Я испугался и спросил, что случилось. Лева только отмахнулся от меня, подчеркивая этим жестом всю неуместность моего вопроса и мою неделикатность. Очевидно, горе его было так велико, что ему было не до расспросов.
Я налил в стакан воды и подал Леве. Он выпил ее вместе со своими слезами, снова махнул рукой и сказал:
– Лежит на столе… под простыней… Боже мой, боже мой!.. Вместе учились… восемь лет сидели на одной парте… вместе босяковали на Малой Арнаутской улице, и вот…
Он всхлипнул, высморкался и посмотрел на меня красными, припухшими глазками, ожидая сочувствия.
– Кто же умер? – несмело спросил я. – Кто-нибудь из ваших родных?
– Зачем? Слава богу, у меня нету родных.
– Так кто же?
– Художник Костанди{41}! – воскликнул Лева таким тоном, будто с моей стороны было просто глупо задавать такие вопросы. – Глава южнорусской школы художников, – добавил он уже более спокойно. – Мастер! Бриллиантовая рука! И золотое сердце. Добрее его не было человека на свете.
Лева был безутешен. Мне стало его искренне жаль. Я не знал, как успокоить его. Внезапно у меня блеснула счастливая мысль, и я сказал:
– Возьмите себя в руки, сядьте и напишите некролог о Костанди. Для завтрашнего номера.
Лева поймал качающееся пенсне, криво прицепил его к носу, слез с пыльного подоконника, отряхнул брюки и неожиданно сказал капризным голосом:
– Так дайте же мне, по крайней мере, бумаги.
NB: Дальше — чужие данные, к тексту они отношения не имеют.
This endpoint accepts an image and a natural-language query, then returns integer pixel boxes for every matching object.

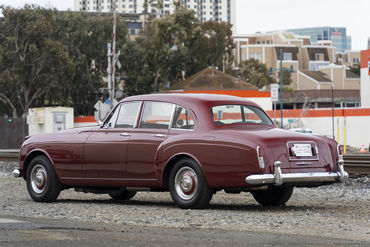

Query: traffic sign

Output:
[271,83,279,101]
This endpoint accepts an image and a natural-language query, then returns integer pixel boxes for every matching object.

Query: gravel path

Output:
[0,162,370,242]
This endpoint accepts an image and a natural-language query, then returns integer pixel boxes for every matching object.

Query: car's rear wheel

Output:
[169,158,213,208]
[26,155,62,202]
[251,187,294,206]
[108,188,136,200]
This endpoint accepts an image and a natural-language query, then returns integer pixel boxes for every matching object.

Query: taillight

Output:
[257,146,265,169]
[337,144,343,161]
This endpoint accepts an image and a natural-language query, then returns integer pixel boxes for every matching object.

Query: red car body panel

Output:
[16,94,339,189]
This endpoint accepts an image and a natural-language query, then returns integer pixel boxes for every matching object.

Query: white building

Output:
[74,0,236,30]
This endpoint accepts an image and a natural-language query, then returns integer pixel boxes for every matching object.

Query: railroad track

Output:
[343,154,370,175]
[0,149,370,176]
[0,149,19,161]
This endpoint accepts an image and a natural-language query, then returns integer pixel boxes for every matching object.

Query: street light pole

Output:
[111,0,117,108]
[280,49,283,128]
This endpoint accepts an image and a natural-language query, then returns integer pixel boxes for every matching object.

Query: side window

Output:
[105,105,121,128]
[114,101,140,128]
[171,106,194,129]
[139,101,174,129]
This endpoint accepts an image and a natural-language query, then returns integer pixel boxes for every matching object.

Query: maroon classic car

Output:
[13,94,348,208]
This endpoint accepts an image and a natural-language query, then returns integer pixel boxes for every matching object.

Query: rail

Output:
[0,149,19,161]
[343,154,370,175]
[0,149,370,176]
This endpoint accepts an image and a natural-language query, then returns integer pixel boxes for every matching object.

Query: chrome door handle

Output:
[154,134,167,138]
[119,132,131,136]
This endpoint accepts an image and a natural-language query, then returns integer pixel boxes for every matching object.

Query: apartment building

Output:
[74,0,236,29]
[336,50,361,68]
[285,27,352,52]
[234,32,360,106]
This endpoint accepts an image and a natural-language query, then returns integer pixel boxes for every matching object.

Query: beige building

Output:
[337,51,361,68]
[234,32,360,90]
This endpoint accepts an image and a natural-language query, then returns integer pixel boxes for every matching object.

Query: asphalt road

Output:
[0,216,366,247]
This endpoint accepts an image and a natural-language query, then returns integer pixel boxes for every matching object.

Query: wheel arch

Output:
[23,149,55,179]
[162,153,207,190]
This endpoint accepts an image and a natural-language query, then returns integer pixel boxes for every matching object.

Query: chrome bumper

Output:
[245,160,348,185]
[13,169,21,178]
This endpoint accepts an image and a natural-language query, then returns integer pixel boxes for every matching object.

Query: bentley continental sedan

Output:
[13,94,348,208]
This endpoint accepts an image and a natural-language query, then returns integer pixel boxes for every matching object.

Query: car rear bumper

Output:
[13,169,21,178]
[245,161,348,185]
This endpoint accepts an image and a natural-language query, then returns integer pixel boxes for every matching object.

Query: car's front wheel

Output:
[169,158,213,208]
[108,188,136,200]
[251,187,294,206]
[26,155,62,202]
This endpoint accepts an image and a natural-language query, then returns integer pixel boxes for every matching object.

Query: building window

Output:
[283,52,293,61]
[251,53,262,61]
[352,57,360,63]
[315,53,324,61]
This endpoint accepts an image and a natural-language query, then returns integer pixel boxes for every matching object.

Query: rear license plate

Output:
[293,144,312,157]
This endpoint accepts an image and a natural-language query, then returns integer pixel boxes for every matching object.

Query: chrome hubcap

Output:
[30,164,47,194]
[175,167,198,200]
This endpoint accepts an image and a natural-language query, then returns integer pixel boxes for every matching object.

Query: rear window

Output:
[211,105,273,125]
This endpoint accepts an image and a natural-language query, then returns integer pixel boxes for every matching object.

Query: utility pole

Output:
[269,48,294,128]
[107,0,121,108]
[280,48,284,128]
[111,0,117,105]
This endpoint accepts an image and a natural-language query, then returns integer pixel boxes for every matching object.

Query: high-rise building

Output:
[74,0,236,28]
[286,27,352,52]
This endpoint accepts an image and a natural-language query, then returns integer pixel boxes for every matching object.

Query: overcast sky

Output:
[0,0,370,50]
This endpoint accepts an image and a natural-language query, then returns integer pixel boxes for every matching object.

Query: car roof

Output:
[122,93,260,107]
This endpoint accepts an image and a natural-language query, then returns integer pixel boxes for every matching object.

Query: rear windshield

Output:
[211,105,273,125]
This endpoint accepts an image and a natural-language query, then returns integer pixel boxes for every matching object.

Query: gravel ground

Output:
[0,162,370,242]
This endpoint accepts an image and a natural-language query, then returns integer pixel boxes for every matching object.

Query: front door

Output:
[83,101,141,181]
[126,101,174,183]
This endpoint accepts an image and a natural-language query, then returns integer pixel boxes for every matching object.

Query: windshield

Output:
[211,105,273,125]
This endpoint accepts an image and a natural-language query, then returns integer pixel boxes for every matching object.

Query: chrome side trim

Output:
[245,161,348,185]
[13,169,21,178]
[274,161,283,185]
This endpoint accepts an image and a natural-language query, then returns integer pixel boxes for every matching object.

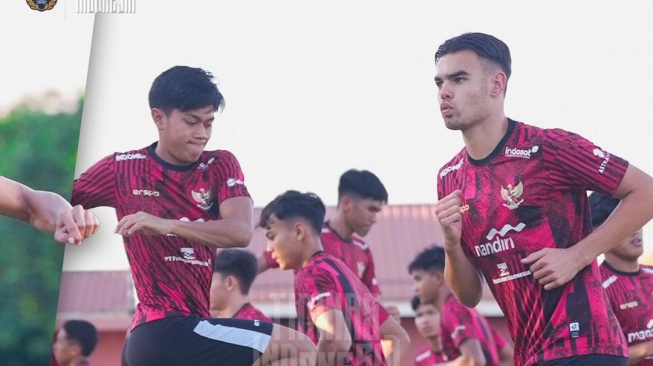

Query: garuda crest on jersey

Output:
[501,182,524,210]
[27,0,57,11]
[190,188,213,211]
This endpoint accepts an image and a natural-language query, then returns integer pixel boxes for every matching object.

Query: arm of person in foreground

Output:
[115,196,254,248]
[628,341,653,365]
[522,165,653,290]
[499,343,515,366]
[435,190,483,308]
[0,177,99,244]
[438,338,487,366]
[313,309,352,366]
[379,316,410,366]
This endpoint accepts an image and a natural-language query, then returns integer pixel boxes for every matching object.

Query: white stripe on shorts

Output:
[193,320,270,353]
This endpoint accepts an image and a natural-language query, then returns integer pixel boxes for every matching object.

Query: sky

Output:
[0,0,653,270]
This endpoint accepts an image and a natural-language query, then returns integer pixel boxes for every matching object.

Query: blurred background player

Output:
[258,191,410,366]
[410,295,449,366]
[210,249,272,322]
[589,192,653,366]
[52,319,98,366]
[0,176,100,244]
[258,169,388,295]
[408,245,514,366]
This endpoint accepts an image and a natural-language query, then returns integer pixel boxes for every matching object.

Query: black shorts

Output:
[122,315,273,366]
[537,355,628,366]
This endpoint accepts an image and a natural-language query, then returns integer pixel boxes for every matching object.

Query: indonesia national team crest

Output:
[501,182,524,210]
[190,188,213,211]
[27,0,57,11]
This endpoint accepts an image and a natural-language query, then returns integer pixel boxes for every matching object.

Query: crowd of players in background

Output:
[0,33,653,366]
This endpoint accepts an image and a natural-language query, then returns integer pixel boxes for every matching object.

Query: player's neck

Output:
[463,114,508,160]
[329,210,354,240]
[428,336,442,352]
[220,292,249,318]
[295,237,324,270]
[605,253,639,273]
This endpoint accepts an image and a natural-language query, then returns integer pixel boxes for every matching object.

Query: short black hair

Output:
[338,169,388,203]
[258,190,326,235]
[410,295,422,312]
[589,192,621,228]
[62,319,98,357]
[149,66,224,115]
[213,248,258,295]
[435,32,512,79]
[408,245,445,273]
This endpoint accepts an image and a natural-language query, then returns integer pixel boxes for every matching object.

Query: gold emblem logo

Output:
[26,0,57,11]
[190,188,213,211]
[501,182,524,210]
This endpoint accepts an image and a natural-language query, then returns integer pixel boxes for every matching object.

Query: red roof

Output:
[58,205,501,326]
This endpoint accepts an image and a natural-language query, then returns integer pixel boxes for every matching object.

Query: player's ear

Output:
[292,221,307,240]
[150,108,166,130]
[490,71,508,97]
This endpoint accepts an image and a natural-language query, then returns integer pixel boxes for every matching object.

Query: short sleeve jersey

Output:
[600,261,653,366]
[415,346,449,366]
[440,294,499,366]
[72,143,249,328]
[295,251,389,366]
[263,222,381,295]
[438,120,628,365]
[232,303,272,323]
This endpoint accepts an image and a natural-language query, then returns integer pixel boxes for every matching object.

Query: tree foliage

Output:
[0,99,83,366]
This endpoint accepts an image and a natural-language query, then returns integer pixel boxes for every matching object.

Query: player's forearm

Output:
[24,190,72,233]
[569,189,653,267]
[316,338,351,366]
[444,245,483,307]
[169,219,253,248]
[628,341,653,365]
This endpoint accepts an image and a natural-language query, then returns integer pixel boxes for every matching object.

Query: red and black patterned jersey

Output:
[599,261,653,366]
[295,251,389,366]
[438,121,628,365]
[415,346,449,366]
[440,294,505,366]
[263,221,381,296]
[72,143,249,328]
[232,303,272,323]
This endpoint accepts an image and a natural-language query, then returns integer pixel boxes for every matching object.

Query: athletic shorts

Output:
[537,355,628,366]
[122,315,273,366]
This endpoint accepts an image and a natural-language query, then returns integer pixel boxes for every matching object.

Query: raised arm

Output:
[116,196,254,248]
[0,177,99,244]
[435,190,483,307]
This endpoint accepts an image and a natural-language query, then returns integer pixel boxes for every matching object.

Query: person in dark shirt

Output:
[408,246,514,366]
[209,249,272,322]
[589,192,653,366]
[52,319,98,366]
[435,33,653,366]
[72,66,315,366]
[259,191,409,366]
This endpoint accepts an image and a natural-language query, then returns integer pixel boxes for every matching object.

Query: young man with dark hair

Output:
[410,295,449,366]
[52,320,98,366]
[0,176,100,245]
[258,169,400,321]
[435,33,653,366]
[259,191,409,366]
[589,192,653,366]
[408,246,513,366]
[259,169,388,295]
[73,66,315,366]
[209,249,272,322]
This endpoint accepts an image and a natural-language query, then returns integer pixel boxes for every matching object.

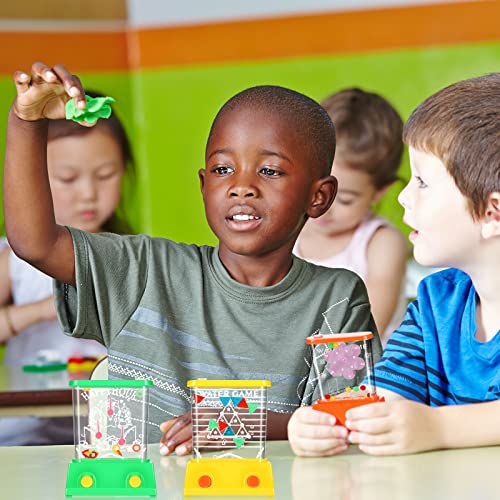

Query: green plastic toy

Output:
[66,95,115,123]
[66,380,156,497]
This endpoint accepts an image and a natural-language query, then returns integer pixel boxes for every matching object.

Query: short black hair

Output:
[207,85,335,177]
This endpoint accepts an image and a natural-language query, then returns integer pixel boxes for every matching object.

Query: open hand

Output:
[288,406,348,457]
[160,411,193,456]
[13,62,86,125]
[346,401,440,455]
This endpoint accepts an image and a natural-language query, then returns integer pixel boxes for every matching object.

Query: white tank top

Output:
[293,215,407,344]
[4,252,106,365]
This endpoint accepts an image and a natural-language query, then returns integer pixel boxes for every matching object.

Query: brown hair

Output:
[48,90,135,234]
[321,88,404,189]
[403,73,500,219]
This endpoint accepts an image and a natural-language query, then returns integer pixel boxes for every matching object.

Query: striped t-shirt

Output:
[375,269,500,406]
[55,229,381,441]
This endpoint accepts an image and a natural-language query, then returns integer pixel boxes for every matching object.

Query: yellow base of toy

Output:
[184,458,274,497]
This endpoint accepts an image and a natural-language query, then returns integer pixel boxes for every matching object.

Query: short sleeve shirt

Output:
[375,269,500,406]
[55,229,380,437]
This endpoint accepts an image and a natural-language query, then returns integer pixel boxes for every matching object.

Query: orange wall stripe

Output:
[0,31,128,74]
[0,0,500,74]
[129,1,500,69]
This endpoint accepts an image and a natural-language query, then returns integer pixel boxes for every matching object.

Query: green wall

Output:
[0,42,500,243]
[0,72,143,234]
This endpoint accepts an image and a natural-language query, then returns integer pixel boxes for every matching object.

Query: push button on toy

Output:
[198,474,212,488]
[247,476,260,488]
[128,476,142,488]
[80,476,94,488]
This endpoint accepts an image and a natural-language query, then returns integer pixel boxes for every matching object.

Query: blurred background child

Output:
[294,88,409,341]
[0,93,132,445]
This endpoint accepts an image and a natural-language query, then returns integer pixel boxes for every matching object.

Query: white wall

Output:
[127,0,460,27]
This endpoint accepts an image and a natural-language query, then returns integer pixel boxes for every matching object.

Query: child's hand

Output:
[346,401,440,455]
[160,411,193,456]
[288,406,348,457]
[13,62,86,125]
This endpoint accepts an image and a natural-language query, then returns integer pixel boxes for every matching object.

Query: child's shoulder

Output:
[300,256,365,287]
[417,267,474,303]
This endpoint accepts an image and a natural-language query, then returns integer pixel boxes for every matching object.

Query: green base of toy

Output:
[66,458,156,497]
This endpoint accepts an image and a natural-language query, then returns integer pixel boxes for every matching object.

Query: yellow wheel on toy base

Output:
[128,476,142,488]
[80,476,94,488]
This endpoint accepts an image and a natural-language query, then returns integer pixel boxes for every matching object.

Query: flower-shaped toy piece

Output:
[325,343,365,380]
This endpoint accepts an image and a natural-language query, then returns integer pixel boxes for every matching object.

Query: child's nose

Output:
[81,179,97,200]
[398,185,409,208]
[229,175,257,198]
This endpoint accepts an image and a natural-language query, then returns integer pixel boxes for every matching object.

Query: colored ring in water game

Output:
[82,450,99,458]
[245,474,260,488]
[111,444,123,457]
[198,474,213,488]
[80,474,95,488]
[128,474,142,488]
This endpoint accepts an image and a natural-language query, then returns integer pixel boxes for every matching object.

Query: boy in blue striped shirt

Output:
[289,73,500,456]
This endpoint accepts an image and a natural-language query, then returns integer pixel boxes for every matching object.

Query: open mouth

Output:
[228,214,260,221]
[226,213,262,231]
[408,229,418,242]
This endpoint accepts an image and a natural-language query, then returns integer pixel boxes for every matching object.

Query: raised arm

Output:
[3,63,89,285]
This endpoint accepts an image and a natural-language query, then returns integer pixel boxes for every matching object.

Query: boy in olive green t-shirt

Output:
[4,63,380,455]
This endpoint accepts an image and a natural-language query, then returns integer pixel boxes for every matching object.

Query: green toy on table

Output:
[66,95,115,123]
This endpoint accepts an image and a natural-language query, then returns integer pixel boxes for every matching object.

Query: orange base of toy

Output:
[313,395,385,426]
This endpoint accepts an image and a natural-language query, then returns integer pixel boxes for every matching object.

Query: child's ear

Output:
[307,175,337,219]
[198,168,205,193]
[372,182,394,205]
[481,193,500,239]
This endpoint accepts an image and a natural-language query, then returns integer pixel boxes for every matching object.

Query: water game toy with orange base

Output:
[184,380,274,497]
[306,332,385,426]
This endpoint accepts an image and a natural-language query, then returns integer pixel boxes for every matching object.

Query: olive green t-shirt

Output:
[55,229,381,440]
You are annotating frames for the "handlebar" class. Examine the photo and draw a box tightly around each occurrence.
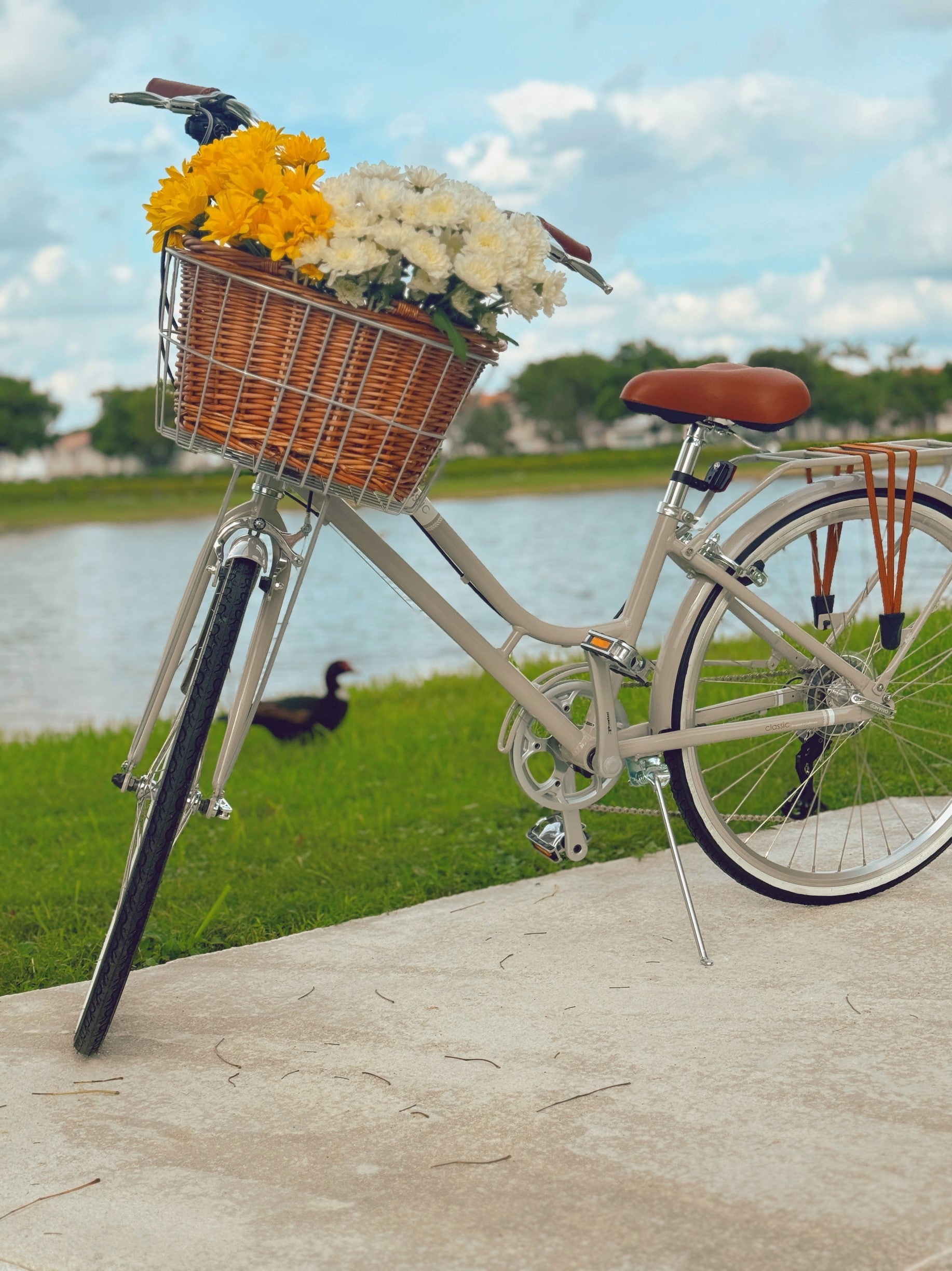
[539,216,592,264]
[145,79,219,97]
[110,76,611,296]
[110,77,257,146]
На чем я буду писать? У нас в редакции не допросишься четвертушки на раскурку.
Я дал ему чистые с одной стороны старые гранки, но он презрительно хмыкнул и сказал, что на обороте старых гранок можно марать все что угодно – хронику происшествий или халтурные фельетоны, – но писать об умершем большом художнике просто неприлично и неуважительно.
Он явно привередничал. Я приписал это, как он сам выразился, его «расстроенным чувствам». Я дал ему несколько листов хорошей бумаги, ценившейся в редакции на вес золота.
Он ушел в соседнюю комнату, долго сморкался там, вздыхал и царапал по бумаге пером.
Потом пришла Люсьена, ахнула, узнав, что умер Костанди, и сказала:
– Такой был чудный старик – и вдруг умер! А все эти бугаи, вроде Кынти, всякие жулики-рамолики живут и только морочат людям голову.
– Ах! – горестно воскликнул Лева. – Вы разрываете мое сердце, Люсьена Казимировна, своими грубыми выражениями!